It should be noted that the systems and methods described herein are not limited to transdermal use. FIG. 16 is a perspective view of an alternative HFUS device 900 having the components of device 100 shown in FIG. 1. In the exemplary embodiment, the features of device 100 are integrated into a single handheld unit that is designed for an intracorporeal and/or percutaneous use to affect bacteria, biofilm, and/or infection within the body. In such an embodiment, at least a portion of applicator 104 is located and/or positioned in the body to provide HFUS. However, it should be noted that any portion of applicator can be inserted in any body portion to provide HFUS. The applicator 104 could be placed in body orifices, through an incision, or through cannula or expanding cannula.

In one embodiment, device 100 may include a light device, an endoscope, a fiber optic device, and/or other medical viewing devices to aid in viewing the treatment site inside the subject's body. In one example, the medical viewing device may be associated with applicator 104. In one particular example, applicator 104 may be provided on a distal end of a catheter, which includes the medical view device, for insertion into the subject's body. In other examples, the medical viewing device may be separate from applicator 104. Device 100 may include a specific modality for viewing of the treatment site using the viewing device. Ultrasound could also mark tissue to allow visualization of the cells or tissue during an endoscopic procedure. In addition, additional imaging may be used in conjunction with device 100, such as but not limited to MRI, CT, and PET scans of the treatment site.

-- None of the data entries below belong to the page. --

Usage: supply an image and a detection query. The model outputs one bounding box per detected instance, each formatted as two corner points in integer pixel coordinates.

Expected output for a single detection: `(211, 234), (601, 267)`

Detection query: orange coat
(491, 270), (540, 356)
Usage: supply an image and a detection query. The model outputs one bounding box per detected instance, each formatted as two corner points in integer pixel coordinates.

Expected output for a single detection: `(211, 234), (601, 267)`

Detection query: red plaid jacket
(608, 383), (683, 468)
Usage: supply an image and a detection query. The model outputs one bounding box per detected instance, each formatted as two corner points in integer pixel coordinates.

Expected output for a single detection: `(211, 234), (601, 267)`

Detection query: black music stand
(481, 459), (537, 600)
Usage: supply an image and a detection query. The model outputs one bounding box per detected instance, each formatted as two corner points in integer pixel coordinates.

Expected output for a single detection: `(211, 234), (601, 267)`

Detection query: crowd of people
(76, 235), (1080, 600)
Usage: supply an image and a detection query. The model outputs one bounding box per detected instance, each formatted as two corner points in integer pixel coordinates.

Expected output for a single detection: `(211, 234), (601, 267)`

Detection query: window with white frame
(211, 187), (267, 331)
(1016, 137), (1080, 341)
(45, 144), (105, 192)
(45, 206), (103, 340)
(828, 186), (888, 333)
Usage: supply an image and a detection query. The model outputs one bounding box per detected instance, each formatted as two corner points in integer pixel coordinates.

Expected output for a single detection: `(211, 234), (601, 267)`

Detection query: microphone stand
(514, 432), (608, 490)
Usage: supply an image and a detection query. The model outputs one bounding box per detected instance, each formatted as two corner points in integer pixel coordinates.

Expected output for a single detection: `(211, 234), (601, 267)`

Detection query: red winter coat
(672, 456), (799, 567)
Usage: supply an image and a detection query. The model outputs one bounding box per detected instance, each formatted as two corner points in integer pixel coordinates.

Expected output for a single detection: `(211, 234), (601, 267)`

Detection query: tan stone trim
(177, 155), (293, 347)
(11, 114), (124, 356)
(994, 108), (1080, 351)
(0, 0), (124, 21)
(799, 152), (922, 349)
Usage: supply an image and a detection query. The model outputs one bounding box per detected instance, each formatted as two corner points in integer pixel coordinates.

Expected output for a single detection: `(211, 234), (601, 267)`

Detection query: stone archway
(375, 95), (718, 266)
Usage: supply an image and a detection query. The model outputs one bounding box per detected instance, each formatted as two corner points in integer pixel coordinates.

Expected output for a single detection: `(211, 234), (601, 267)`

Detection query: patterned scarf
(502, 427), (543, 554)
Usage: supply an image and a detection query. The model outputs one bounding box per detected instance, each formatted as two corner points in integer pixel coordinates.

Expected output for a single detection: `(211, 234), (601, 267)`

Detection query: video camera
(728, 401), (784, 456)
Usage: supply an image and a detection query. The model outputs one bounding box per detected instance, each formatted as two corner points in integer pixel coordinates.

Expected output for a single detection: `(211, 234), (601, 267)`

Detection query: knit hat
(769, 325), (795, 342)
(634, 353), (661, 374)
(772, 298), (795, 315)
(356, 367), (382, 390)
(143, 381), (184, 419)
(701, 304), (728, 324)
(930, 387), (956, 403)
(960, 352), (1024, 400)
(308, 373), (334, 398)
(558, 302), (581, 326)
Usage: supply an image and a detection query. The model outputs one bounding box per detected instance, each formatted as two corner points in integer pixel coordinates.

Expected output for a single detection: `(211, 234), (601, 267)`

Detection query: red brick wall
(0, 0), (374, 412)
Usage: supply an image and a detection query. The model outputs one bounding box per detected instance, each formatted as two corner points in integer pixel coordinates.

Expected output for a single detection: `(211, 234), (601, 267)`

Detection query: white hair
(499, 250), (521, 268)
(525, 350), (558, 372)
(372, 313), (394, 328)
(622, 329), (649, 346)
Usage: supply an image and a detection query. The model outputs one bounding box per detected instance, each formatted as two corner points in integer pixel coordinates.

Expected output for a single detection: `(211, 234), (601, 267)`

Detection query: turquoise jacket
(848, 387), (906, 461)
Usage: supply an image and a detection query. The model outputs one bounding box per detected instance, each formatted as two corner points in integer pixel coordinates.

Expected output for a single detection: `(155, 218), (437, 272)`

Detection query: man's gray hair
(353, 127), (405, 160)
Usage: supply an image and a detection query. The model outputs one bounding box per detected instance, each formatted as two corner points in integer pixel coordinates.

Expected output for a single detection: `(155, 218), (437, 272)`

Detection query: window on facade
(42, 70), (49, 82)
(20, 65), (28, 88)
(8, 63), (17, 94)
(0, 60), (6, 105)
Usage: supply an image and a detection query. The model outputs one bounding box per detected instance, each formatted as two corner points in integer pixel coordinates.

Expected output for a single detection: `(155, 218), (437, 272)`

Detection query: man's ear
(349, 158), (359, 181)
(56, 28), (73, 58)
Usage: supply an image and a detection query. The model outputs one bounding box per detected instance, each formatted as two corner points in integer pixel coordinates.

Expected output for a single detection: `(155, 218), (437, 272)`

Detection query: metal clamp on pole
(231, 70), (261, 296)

In one embodiment, device 100 may include a fluid delivery device for delivering fluid to the treatment site. For example, the fluid delivery device may be configured for irrigating the treatment site and/or delivering pharmaceuticals or other substances to the treatment site. In one example, the medical viewing device may be associated with applicator 104 such that the applicator and the fluid delivery device can be used simultaneously or during the same treatment. In one particular example, applicator 104 may be provided on a distal end of a catheter, which includes the fluid delivery device, for insertion into the subject's body. For example, where the modality of device 100 causes delamination of biofilm from an implant or other surface, the fluid delivery device can be used to remove the delaminated biofilm from the body. In other examples, the fluid delivery device may be separate from applicator 104. Device 100 may include a specific modality for delivery of fluid to the treatment site using the fluid delivery device.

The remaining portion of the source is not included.